Book review in brief: The Narrow Road to the Deep North by Richard Flanagan

For an Australian author like Richard Flanagan, there is material enough for a great novel just telling of the lives and suffering of Australian prisoners of war during World War 2.  Even more so considering his father was just such a prisoner on the Burma railway, something Flanagan speaks of 'imbibing' while growing up.

The narrow road to the deep north Instead he settles for a broader and more difficult panorama. Alongside the adept before and after descriptions of Australian soldiers - of love affairs and guilty confusion - we are also taken into the minds of Japanese officers and Korean soldiers and dystopian post-nuclear Japan.

Somehow it all rings as true as his depictions of Melbourne society and Tasmanian poverty. The heat of Adelaide is pitched against the humidity of Siam and the unresolved heroics of an Australian surgeon against the inconclusive brutality of Japanese prison commander.

It is not a triumphant book or a cheery one, and it offers little hope except that sometimes people survive, despite all that they go through, and some don't.

One or two sections lift above this determined (and understandable) nihilism - a scene of diggers repentantly dining on fish and chips with a grieving but generous Italian immigrant. A father setting aside his ambivalence for heroism, as he had done previously in the jungle, and rescuing his wife and children from the madness of a bushfire.

But an easy hope is a fake one and that is far away from what Flanagan seeks to achieve in The Narrow Road to the Deep North. There are no living gods in Flanagan's war and post-war and that must have been the feeling of many, but not all, who lived and died or lived and lived.

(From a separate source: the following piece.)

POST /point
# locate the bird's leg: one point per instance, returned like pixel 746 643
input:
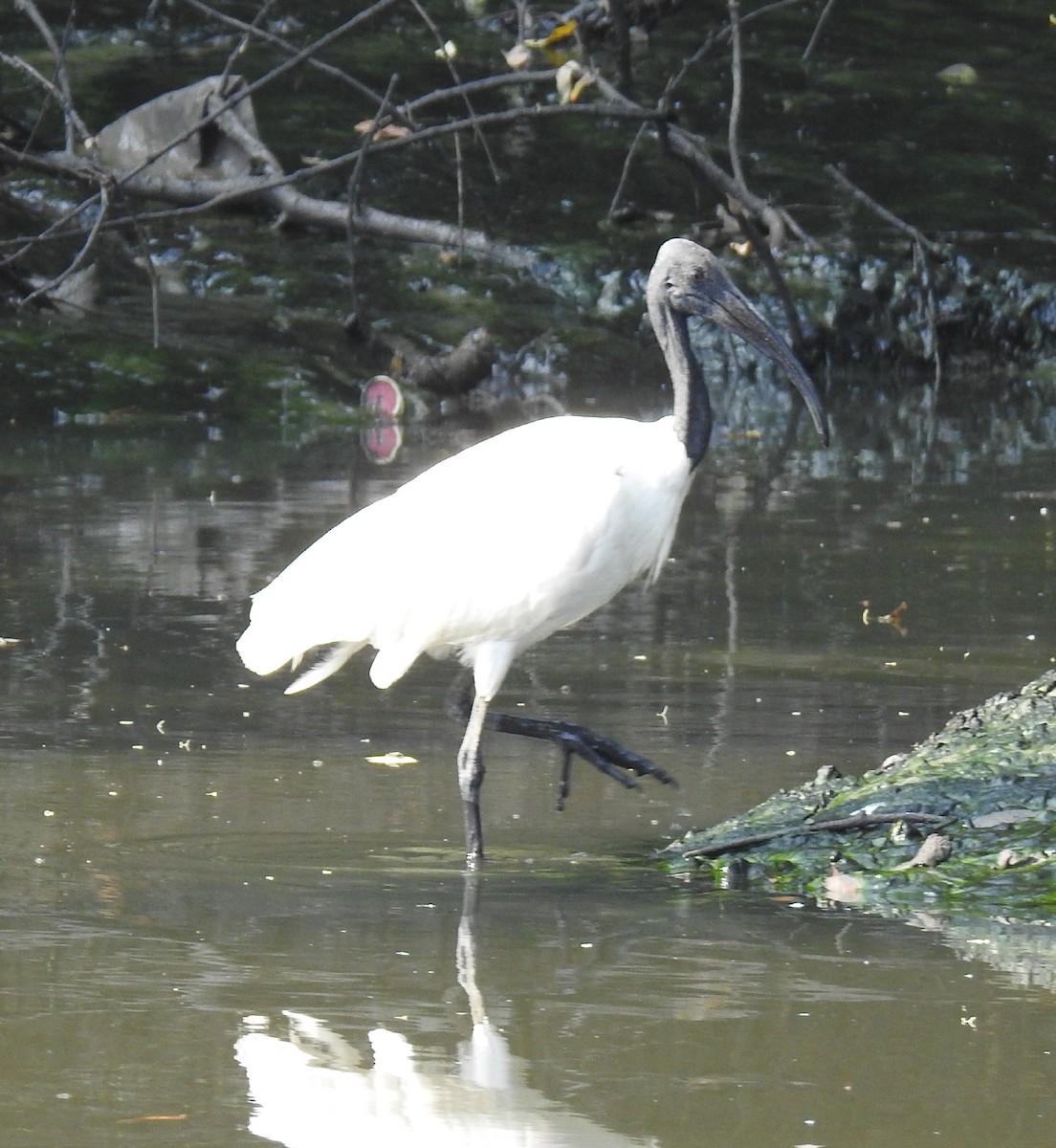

For an extended interview with Richard Flanagan about The Narrow Road to the Deep North, visit The Monthly.


  1. The Narrow Road to the Deep North is a very satisfying book. Though it took me some time to grasp what the author was saying, and the Tasmanian landscape the novel begins with, once the narrative started making sense, I was in the grip of this powerful story. In plain, unhurried words, the author creates the harrowing world a PoW camp is. The setting is the site where the Japanese Imperial Army is having the Australian prisoners of war build the Siam-Burma railway. Through various characters, both Australian and Japanese, also Korean and American, their back stories and what they do after the war, how they return to their families, or how they are put to trial as war criminals, the futility of a war has been shown. It is difficult to write the gist of this novel, for war isn't its only theme. There is also the futility of life. One realisation that I came to while reading this novel is that life is too short, and it is moving very fast. This realisation brought a lump in my throat, and I found myself going somewhat teary at certain places, like, in the chapters in which the Korean guard called Goanna is put to trial and hanged. The best thing about this novel is how simple it is. Its canvas is huge, like how it is with most war novels, but it does not make any huge claim. The characters do not speak grand language. In fact, the novel is so simple, even the speech of the characters are not pur in inverted commas. Yet, this book is a force. It hits you hard, and in the right way. I won't be surprised if The Narrow Road to the Deep North wins the 2014 Man Booker Prize.